The food may be authentic, but Rosemead is still in the United States, culinary evidence to the contrary.
My group liked their meals at Pho Pasteur so much, I took them down the street to one of the big boys of local Vietnamese noodle houses, the perfectly named Noodle City (which sits not far from Noodle Planet and Noodle World ---- noodles in excelsis).
What sets Noodle City apart from the sizable number of Vietnamese noodle houses in the area (aside from its reliably good cooking) is the unexpectedly upscale look of the place (it appears to have actually been designed, rather than just opened for business as a room where noodles are served), and the decidedly friendly attitude of the management to outlanders.
At Noodle City, the manager took the time to explain a number of the plates and make some suggestions ---- he seemed intrigued to have us in his restaurant.
Since nothing on the menu costs over $7.50, and most items are actually under that, overordering is not a painful experience here -- for $10 per person, you get a table covered with dishes. Which is how we wound up with a table full of semitranslucent Vietnamese cha gio egg rolls, somewhat heftier goi cuon shrimp rolls and rolls stuffed with shredded pork skin and vegetables (bi cuon).
Not much is called for after that. But then, this is Noodle City, not Egg Roll City. So noodles are de rigueur. There are lots of them slithering through the big bowls of pho, a beef-based noodle soup that's more about its flavorings than its noodles. The meat is used as a condiment ---- flank steak, tendon, tripe, brisket, beef balls ---- with further flavor in those sundry hot sauces and vinegars found on the tables. I haven't a clue as to whether there's an appropriate drill for the seasonings ---- I keep pouring things in until it tastes great.

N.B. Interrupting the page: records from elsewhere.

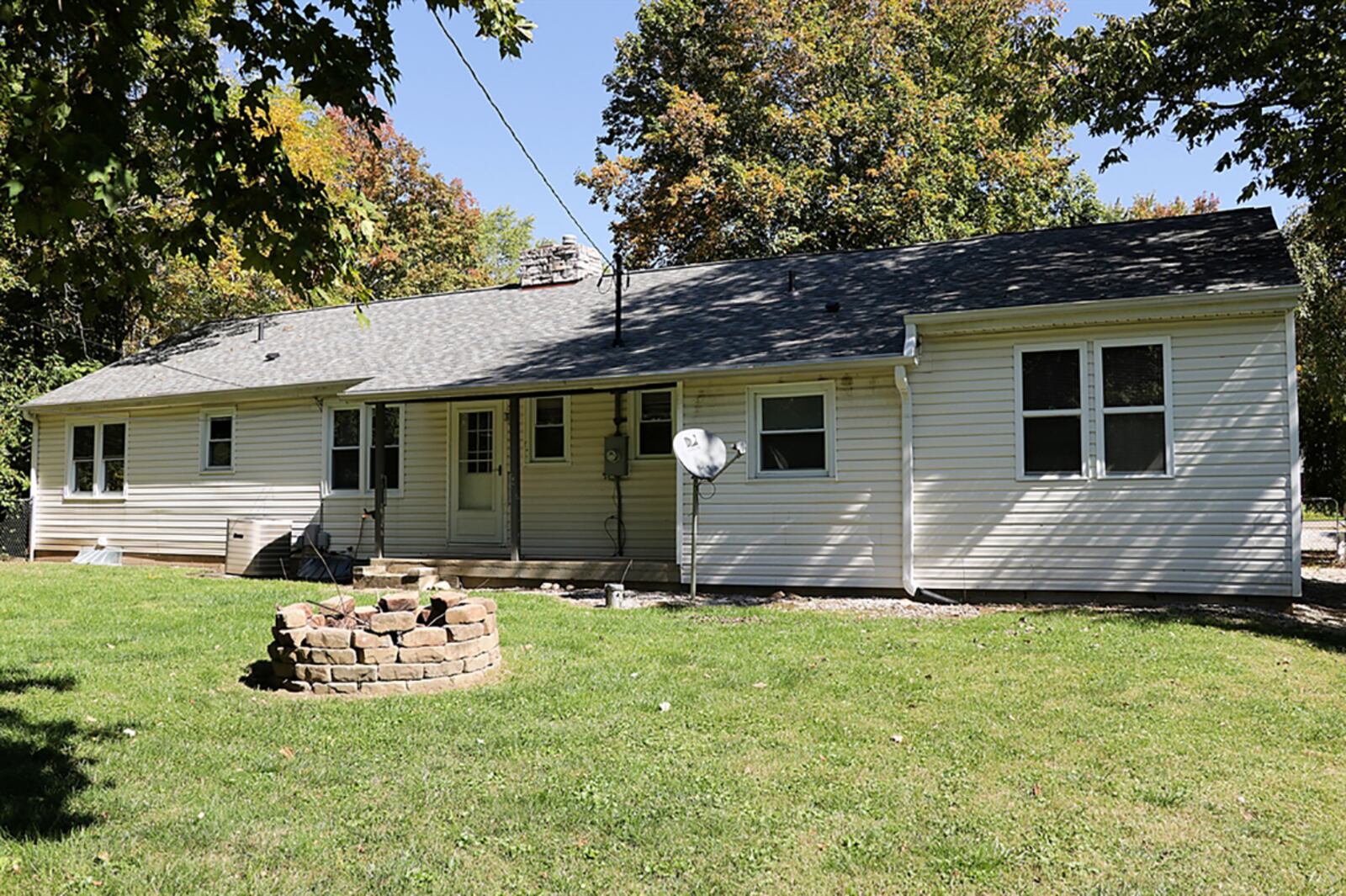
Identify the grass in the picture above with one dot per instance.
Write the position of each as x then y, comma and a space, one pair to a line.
1056, 752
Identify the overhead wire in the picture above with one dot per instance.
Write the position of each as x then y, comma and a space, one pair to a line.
517, 139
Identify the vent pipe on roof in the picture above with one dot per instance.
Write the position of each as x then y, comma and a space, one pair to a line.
617, 294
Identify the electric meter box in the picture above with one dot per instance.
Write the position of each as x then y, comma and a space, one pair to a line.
617, 458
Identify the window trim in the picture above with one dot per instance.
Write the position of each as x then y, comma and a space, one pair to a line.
67, 491
531, 419
206, 416
825, 388
367, 446
1101, 412
636, 419
1020, 415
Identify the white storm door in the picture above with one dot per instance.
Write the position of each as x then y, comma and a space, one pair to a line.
475, 469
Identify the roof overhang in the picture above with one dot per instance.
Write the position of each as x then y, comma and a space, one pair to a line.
1108, 311
316, 388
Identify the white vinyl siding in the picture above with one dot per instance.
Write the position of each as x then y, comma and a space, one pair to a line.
279, 473
843, 530
564, 506
1221, 523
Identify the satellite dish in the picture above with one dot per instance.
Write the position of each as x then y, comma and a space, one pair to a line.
703, 453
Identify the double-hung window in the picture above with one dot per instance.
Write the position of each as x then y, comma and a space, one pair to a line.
1049, 397
792, 431
217, 442
1135, 408
98, 458
350, 448
392, 447
653, 424
549, 422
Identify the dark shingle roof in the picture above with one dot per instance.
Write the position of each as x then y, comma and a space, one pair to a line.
700, 316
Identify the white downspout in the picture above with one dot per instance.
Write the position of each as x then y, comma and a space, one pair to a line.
899, 379
33, 487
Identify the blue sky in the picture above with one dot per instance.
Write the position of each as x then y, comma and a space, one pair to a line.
555, 98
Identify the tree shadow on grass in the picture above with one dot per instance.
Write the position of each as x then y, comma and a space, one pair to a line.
1323, 627
40, 770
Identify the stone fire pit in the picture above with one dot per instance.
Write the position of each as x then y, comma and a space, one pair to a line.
396, 647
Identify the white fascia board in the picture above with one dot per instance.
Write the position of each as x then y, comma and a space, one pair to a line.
1094, 311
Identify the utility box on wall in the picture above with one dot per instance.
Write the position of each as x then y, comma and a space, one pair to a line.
617, 460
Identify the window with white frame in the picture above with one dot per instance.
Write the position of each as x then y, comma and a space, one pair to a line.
549, 422
654, 424
392, 447
217, 442
1134, 408
350, 448
1049, 393
792, 431
98, 460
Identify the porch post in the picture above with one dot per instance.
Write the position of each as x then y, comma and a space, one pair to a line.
380, 475
516, 525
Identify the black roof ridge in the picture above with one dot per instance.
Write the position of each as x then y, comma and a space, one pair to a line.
986, 237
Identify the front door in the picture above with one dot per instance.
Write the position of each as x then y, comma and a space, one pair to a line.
475, 469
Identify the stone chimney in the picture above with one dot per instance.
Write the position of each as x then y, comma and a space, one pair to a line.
555, 265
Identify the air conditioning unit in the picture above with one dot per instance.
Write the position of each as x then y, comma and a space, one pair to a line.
257, 547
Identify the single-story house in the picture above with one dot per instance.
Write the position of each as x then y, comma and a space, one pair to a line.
1105, 408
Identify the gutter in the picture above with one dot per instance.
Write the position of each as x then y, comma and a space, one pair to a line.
1193, 305
910, 358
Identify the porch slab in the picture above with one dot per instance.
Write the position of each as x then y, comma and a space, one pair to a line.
480, 572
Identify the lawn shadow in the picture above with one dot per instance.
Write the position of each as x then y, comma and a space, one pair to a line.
259, 676
40, 768
1325, 627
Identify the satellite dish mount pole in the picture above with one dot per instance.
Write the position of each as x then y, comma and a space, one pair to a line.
739, 449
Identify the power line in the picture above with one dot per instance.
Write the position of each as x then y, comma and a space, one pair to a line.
513, 134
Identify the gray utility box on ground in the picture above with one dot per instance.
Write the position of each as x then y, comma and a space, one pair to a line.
256, 547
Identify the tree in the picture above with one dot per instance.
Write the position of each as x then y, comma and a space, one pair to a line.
121, 139
764, 127
1321, 352
426, 233
505, 236
1267, 74
24, 381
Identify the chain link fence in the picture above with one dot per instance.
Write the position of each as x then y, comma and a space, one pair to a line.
13, 530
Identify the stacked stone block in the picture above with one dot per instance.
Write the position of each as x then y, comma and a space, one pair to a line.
396, 647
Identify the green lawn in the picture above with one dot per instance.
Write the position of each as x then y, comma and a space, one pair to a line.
1056, 752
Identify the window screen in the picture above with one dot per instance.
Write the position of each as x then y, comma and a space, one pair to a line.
392, 446
1135, 417
654, 428
548, 428
792, 433
114, 458
82, 459
1052, 412
345, 449
220, 443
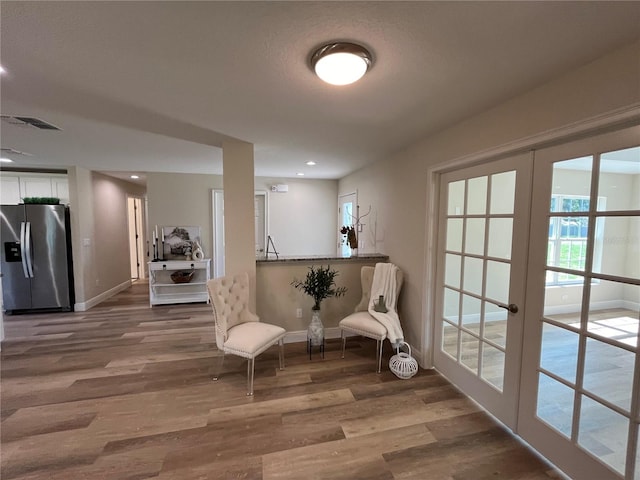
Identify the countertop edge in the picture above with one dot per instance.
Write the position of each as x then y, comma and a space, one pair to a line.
322, 258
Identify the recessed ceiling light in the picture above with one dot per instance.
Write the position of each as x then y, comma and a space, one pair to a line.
341, 63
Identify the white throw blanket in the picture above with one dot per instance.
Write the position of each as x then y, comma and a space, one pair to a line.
384, 283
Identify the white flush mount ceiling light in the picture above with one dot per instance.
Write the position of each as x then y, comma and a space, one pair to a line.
341, 63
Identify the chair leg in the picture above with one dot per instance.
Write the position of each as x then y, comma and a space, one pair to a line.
281, 353
250, 370
218, 369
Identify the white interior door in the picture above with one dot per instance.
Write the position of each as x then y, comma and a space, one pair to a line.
136, 234
482, 248
580, 402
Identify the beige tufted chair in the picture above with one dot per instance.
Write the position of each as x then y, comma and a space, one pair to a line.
361, 322
238, 331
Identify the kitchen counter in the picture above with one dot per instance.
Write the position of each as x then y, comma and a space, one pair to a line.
364, 257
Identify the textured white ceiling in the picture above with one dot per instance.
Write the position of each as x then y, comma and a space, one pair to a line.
157, 86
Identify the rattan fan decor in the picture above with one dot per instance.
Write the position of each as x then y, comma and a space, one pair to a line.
182, 276
402, 364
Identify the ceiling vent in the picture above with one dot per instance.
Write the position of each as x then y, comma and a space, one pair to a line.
26, 121
11, 151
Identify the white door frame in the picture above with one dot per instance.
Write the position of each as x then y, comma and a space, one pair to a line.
617, 119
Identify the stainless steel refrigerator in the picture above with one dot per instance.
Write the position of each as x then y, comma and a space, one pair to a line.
36, 267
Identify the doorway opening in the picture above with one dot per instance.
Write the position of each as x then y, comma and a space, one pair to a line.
137, 252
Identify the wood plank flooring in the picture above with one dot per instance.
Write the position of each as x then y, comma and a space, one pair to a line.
124, 391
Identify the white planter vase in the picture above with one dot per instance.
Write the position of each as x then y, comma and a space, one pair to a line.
315, 332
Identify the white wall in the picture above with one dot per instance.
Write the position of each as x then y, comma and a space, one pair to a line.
98, 208
302, 221
397, 187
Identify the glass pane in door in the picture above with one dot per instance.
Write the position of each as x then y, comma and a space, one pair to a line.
608, 373
555, 404
603, 432
617, 324
584, 316
618, 184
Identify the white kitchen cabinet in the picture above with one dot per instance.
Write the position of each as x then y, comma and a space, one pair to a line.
60, 189
162, 290
10, 190
16, 186
35, 186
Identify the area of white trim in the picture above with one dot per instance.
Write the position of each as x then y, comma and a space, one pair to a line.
84, 306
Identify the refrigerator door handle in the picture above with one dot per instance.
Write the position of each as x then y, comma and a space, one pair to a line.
27, 249
23, 253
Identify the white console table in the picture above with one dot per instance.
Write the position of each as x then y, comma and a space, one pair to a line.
162, 290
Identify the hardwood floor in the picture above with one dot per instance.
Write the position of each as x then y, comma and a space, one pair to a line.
124, 392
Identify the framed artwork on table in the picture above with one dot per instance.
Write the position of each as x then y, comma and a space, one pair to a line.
179, 242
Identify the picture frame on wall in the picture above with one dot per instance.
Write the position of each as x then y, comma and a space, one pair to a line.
179, 242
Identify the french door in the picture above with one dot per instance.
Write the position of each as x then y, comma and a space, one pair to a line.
581, 378
538, 298
483, 235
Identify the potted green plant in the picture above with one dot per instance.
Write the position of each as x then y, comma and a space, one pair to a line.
318, 284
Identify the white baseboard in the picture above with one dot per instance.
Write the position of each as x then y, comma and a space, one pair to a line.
92, 302
604, 305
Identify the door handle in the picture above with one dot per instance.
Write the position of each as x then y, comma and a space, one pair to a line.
27, 248
512, 307
23, 253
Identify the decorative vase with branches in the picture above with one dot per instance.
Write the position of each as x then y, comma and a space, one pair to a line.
318, 284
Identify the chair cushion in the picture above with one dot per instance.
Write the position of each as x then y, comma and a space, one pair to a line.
249, 340
364, 324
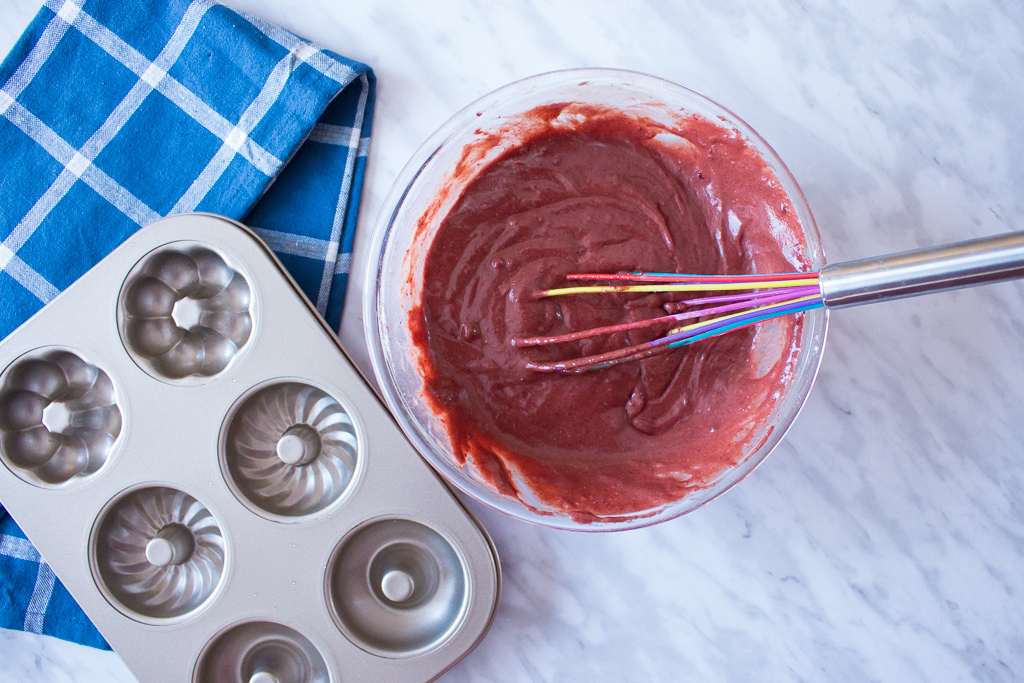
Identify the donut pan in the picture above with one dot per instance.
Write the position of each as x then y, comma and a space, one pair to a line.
215, 483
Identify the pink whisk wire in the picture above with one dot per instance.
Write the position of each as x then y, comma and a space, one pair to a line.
771, 295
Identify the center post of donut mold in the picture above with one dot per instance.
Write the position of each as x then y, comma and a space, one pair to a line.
186, 312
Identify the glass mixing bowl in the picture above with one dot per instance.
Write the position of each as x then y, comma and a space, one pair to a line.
427, 188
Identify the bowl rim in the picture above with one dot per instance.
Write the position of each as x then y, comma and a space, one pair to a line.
373, 325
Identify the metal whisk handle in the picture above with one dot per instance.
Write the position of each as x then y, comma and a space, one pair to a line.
924, 270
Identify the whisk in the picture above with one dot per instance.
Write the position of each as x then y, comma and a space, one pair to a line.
739, 301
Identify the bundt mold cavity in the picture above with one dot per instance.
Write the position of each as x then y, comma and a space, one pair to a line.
185, 313
159, 552
291, 450
58, 418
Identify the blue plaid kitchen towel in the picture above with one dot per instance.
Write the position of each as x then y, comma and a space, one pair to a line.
115, 114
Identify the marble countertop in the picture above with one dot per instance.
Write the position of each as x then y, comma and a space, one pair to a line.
884, 541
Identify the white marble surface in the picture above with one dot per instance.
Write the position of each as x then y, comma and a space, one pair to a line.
884, 541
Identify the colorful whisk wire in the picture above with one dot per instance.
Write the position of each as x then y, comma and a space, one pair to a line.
752, 299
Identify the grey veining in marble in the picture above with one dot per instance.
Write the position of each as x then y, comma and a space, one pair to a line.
884, 541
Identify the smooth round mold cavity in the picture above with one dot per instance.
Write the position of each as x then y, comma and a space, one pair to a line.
396, 588
185, 313
58, 418
159, 552
291, 450
261, 652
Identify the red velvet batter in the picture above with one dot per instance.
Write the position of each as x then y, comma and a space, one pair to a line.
608, 194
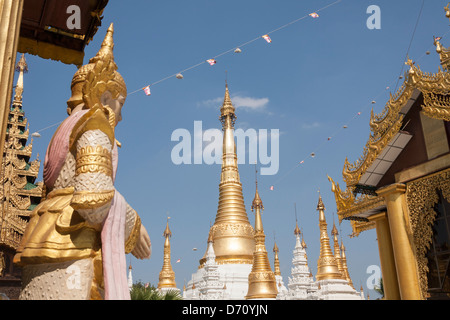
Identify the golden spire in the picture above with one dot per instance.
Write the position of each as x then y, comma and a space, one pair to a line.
261, 280
91, 80
337, 251
276, 263
346, 275
231, 232
327, 267
22, 68
167, 276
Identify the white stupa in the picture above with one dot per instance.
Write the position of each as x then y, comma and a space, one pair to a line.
301, 282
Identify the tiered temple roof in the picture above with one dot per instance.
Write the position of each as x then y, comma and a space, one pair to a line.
390, 135
19, 192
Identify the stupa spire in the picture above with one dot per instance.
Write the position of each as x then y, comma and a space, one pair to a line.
337, 250
232, 233
276, 263
22, 68
346, 275
167, 275
327, 267
261, 280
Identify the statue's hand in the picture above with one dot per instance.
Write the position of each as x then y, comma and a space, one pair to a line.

For those who like their dishes "drier," there's a sizable selection of steamed rice and "broken" rice dishes, served with pork in many forms. The texture of the pork meatballs may be reminiscent of Spam. But all it needs is a squirt of Sriracha Hot Sauce to turn it into manna. And in this case, along with a wide variety of drinks ("beaten egg sweetened milk soda"?), there are also desserts. But don't expect creme brulee. In this case, "dessert' refers to sweeter drinks, like a glass of "jelly and tropical coconut milk," the perfect high-carb ending to a carbo-loader's dream.
Pho Pasteur 2 stars
8821 E. Valley Blvd., Rosemead, (626) 292-5888
Lunch and dinner, everyday
The name is memorable, the space is sprawling, and the food comes flying out of the kitchen with unbelievable speed, served by an affable staff who are often surprised to discover that Anglos actually like pho, mi and bun ---- and have a taste for the many hot sauces that sit on the table.
Under $10 per person
Reservations not necessary
Noodle City 2 1/2 stars
628 W. Valley Blvd., Alhambra, (626) 308-3567
Breakfast, lunch and dinner, everyday
Not to be confused with nearby Noodle Planet and Noodle World, both of which specialize in pan-Asian noodle dishes, this noodle house focuses on the pasta of Vietnam ---- pho, bun, com and the like. The chow is darned good as well ---- indeed, some of the best pho around.